Usama Khilji, writer and director of Bolo Bhi, an advocacy forum for digital rights, while writing for Dawn newspaper, said that voicing concerns over being unable to live peacefully and being subjected to forced disappearances, extrajudicial killings, profiling and harassment is a natural, reasonable reaction. However, those who raise such concerns are branded "dissidents from the margins", added Khilji.
Their intentions are always questioned, the all-time favourite label of "treason" is slapped on them, and they are showcased as the kind of citizens one must keep away from, said Khilji.
A number of residents in Islamabad, who have started to frequent the camp set up outside the National Press Club in Islamabad by the Baloch Students Council, Islamabad, are seeking the release of Hafeez Baloch, a student of M.Phil in physics at the prestigious Quaid-e-Azam University in Islamabad, and demanding end to racial profiling and harassment at university campuses, said Khilji.
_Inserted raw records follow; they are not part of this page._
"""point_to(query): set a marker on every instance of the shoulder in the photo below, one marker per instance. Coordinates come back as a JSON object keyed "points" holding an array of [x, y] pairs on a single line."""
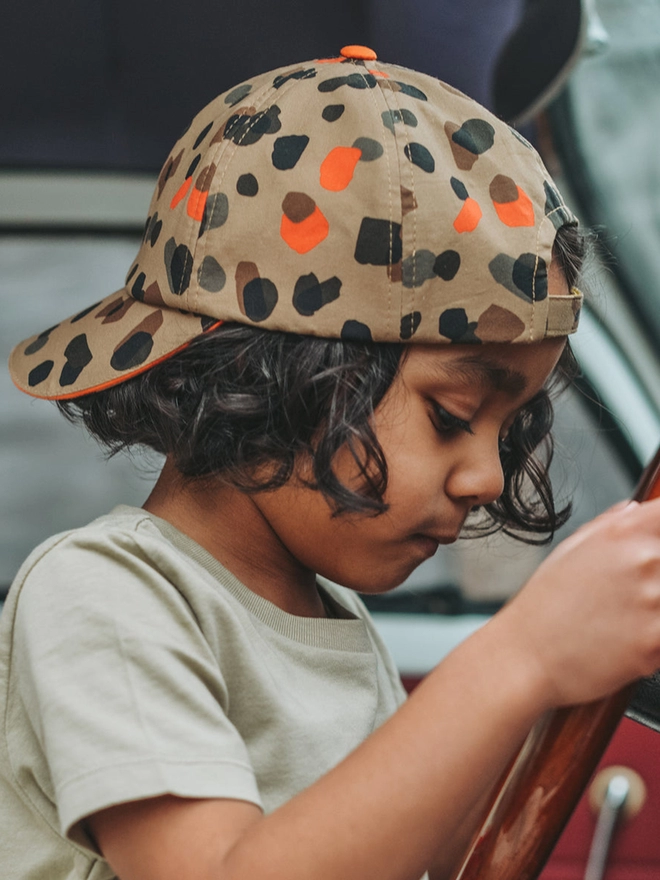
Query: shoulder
{"points": [[119, 566]]}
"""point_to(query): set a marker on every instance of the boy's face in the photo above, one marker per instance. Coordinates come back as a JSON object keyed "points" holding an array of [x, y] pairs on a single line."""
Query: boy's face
{"points": [[440, 426]]}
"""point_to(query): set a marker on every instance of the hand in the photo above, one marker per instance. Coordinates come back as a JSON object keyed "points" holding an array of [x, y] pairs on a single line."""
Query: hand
{"points": [[589, 618]]}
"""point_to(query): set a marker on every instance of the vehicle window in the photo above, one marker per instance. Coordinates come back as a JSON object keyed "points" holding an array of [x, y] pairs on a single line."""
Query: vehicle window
{"points": [[606, 128]]}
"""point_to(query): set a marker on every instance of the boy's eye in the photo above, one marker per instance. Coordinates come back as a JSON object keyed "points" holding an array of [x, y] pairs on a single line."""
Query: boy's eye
{"points": [[446, 422]]}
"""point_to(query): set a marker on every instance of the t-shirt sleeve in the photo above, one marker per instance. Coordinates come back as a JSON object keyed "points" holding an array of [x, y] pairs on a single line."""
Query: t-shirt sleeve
{"points": [[120, 688]]}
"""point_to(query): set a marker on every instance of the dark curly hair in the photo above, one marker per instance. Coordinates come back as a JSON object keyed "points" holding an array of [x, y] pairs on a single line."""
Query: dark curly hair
{"points": [[243, 405]]}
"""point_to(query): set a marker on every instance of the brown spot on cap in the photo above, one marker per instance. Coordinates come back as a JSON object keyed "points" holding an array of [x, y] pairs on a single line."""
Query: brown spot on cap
{"points": [[150, 325], [298, 207], [245, 272], [503, 190], [499, 325]]}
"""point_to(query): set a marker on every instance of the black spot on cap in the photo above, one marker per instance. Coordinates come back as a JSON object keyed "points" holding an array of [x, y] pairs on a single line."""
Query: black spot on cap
{"points": [[455, 326], [245, 129], [459, 188], [355, 331], [41, 372], [529, 276], [379, 242], [193, 165], [210, 275], [133, 352], [309, 295], [207, 322], [137, 290], [409, 324], [247, 185], [447, 264], [279, 81], [332, 112], [77, 356], [288, 149], [259, 298], [131, 273], [200, 137], [178, 264], [391, 117], [154, 229], [475, 135], [420, 156]]}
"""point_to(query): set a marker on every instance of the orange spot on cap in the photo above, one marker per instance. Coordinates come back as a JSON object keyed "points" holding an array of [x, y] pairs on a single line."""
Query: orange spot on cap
{"points": [[338, 166], [468, 217], [362, 53], [182, 192], [304, 236], [196, 204], [518, 213]]}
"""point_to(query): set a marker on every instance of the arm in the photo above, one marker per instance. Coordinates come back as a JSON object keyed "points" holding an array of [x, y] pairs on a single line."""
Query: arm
{"points": [[412, 788]]}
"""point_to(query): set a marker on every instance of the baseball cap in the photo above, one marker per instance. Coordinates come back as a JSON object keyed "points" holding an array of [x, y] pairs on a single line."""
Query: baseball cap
{"points": [[342, 198]]}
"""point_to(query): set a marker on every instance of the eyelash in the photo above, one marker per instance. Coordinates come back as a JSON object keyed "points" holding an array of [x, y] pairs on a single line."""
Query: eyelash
{"points": [[447, 422]]}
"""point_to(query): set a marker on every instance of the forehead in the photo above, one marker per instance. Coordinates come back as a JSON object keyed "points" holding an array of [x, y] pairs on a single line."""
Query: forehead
{"points": [[510, 369]]}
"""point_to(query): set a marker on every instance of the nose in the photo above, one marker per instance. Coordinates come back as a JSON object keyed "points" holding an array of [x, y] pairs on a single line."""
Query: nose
{"points": [[477, 476]]}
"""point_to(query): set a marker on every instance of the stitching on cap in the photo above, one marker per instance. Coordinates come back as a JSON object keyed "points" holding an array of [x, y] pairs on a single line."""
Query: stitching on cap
{"points": [[383, 96]]}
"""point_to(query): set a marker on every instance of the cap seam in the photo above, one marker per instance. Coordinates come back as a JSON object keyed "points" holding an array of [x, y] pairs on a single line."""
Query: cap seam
{"points": [[390, 282], [413, 212], [268, 91]]}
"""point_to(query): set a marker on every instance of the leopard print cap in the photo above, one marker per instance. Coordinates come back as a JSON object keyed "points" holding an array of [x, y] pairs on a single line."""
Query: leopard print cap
{"points": [[340, 198]]}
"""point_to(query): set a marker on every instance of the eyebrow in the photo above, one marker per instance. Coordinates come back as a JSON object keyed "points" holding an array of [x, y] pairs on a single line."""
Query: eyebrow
{"points": [[479, 369]]}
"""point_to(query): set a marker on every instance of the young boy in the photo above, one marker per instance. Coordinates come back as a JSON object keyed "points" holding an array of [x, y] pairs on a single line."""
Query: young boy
{"points": [[353, 287]]}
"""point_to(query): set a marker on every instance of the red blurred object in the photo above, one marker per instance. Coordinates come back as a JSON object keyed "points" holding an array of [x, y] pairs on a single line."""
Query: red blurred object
{"points": [[635, 853]]}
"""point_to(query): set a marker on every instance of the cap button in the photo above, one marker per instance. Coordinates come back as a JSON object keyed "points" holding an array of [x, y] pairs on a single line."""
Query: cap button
{"points": [[363, 53]]}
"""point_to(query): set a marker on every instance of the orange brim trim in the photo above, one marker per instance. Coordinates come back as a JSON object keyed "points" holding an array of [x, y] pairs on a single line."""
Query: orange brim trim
{"points": [[119, 379]]}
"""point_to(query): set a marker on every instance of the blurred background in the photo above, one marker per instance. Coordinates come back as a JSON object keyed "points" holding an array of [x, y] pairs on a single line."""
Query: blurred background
{"points": [[96, 91]]}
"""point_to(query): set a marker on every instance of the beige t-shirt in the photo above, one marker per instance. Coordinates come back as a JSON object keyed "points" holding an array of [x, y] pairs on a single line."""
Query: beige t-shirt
{"points": [[132, 664]]}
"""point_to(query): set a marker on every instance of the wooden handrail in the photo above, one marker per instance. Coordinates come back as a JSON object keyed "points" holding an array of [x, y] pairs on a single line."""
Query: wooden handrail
{"points": [[538, 792]]}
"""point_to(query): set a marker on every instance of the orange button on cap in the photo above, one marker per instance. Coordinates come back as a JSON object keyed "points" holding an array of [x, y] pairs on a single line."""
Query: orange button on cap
{"points": [[364, 53]]}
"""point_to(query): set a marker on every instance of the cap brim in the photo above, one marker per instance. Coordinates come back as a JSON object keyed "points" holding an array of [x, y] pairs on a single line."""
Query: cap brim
{"points": [[66, 361]]}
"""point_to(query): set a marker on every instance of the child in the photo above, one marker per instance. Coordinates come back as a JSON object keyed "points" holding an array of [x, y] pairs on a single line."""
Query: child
{"points": [[353, 288]]}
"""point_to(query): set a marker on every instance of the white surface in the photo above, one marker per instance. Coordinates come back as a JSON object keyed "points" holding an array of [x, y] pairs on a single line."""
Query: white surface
{"points": [[418, 642]]}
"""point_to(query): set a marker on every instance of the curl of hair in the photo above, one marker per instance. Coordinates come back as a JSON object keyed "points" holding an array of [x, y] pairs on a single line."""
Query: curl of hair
{"points": [[246, 406]]}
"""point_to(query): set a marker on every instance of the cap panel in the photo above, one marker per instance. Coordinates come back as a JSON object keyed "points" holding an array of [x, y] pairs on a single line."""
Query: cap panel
{"points": [[338, 198]]}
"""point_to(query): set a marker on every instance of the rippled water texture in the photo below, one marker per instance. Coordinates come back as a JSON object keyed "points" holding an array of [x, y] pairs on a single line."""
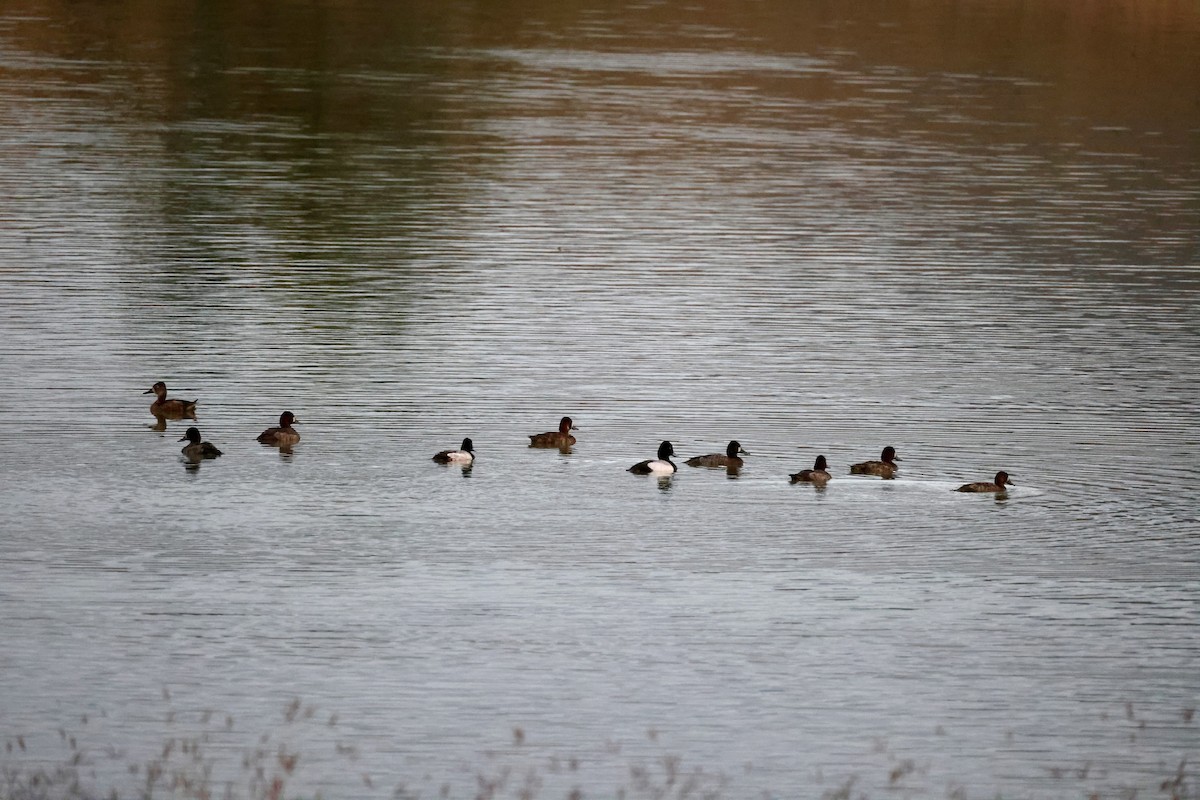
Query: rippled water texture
{"points": [[966, 229]]}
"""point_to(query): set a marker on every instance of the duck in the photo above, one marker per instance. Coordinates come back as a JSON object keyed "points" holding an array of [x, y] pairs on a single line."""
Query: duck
{"points": [[561, 438], [729, 459], [661, 465], [285, 434], [173, 407], [815, 475], [1000, 485], [195, 449], [465, 455], [885, 468]]}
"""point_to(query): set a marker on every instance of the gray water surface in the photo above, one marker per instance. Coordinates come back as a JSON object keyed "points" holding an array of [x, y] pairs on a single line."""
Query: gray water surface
{"points": [[969, 230]]}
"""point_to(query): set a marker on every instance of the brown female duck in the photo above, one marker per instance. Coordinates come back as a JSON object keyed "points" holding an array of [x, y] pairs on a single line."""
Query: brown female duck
{"points": [[1000, 485], [819, 473], [173, 408], [885, 468], [561, 438], [729, 459], [195, 449], [285, 434]]}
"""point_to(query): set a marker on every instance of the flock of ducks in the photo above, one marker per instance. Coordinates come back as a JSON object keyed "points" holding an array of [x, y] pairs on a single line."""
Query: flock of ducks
{"points": [[173, 408], [285, 435]]}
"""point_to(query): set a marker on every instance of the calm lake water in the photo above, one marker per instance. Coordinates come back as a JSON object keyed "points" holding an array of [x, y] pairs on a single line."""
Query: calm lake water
{"points": [[966, 229]]}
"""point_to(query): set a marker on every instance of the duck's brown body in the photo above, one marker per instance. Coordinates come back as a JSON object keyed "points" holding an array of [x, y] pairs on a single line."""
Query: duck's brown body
{"points": [[819, 473], [885, 468], [169, 408], [729, 459], [282, 435], [1000, 485], [195, 449], [561, 438]]}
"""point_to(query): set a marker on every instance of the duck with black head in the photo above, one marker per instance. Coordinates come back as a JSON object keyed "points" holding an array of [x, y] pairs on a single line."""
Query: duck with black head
{"points": [[285, 435], [885, 468], [729, 459], [660, 465], [561, 438], [195, 449], [819, 475], [465, 455], [169, 408], [1000, 483]]}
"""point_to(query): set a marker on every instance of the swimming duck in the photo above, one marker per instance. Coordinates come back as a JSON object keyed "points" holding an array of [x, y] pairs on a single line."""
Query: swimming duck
{"points": [[729, 459], [285, 434], [661, 465], [173, 408], [815, 475], [465, 455], [197, 449], [885, 468], [561, 438], [1000, 485]]}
Hafeez Baloch was reportedly profiled and harassed. On February 8, during a visit to his native village in Khuzdar, Balochistan, masked men in a black vehicle stormed the tuition academy where he was teaching young students, and forcibly took him away in front of his minor pupils.
While his family has filed a complaint with the police in Khuzdar, there is still no information regarding Hafeez's whereabouts.
Khilji stated that students in Pakistan should be made to feel secure instead of being threatened by the state as they pursue their education peacefully. They should be granted the right to due process rather than becoming victims of "disappearance", added Khilji.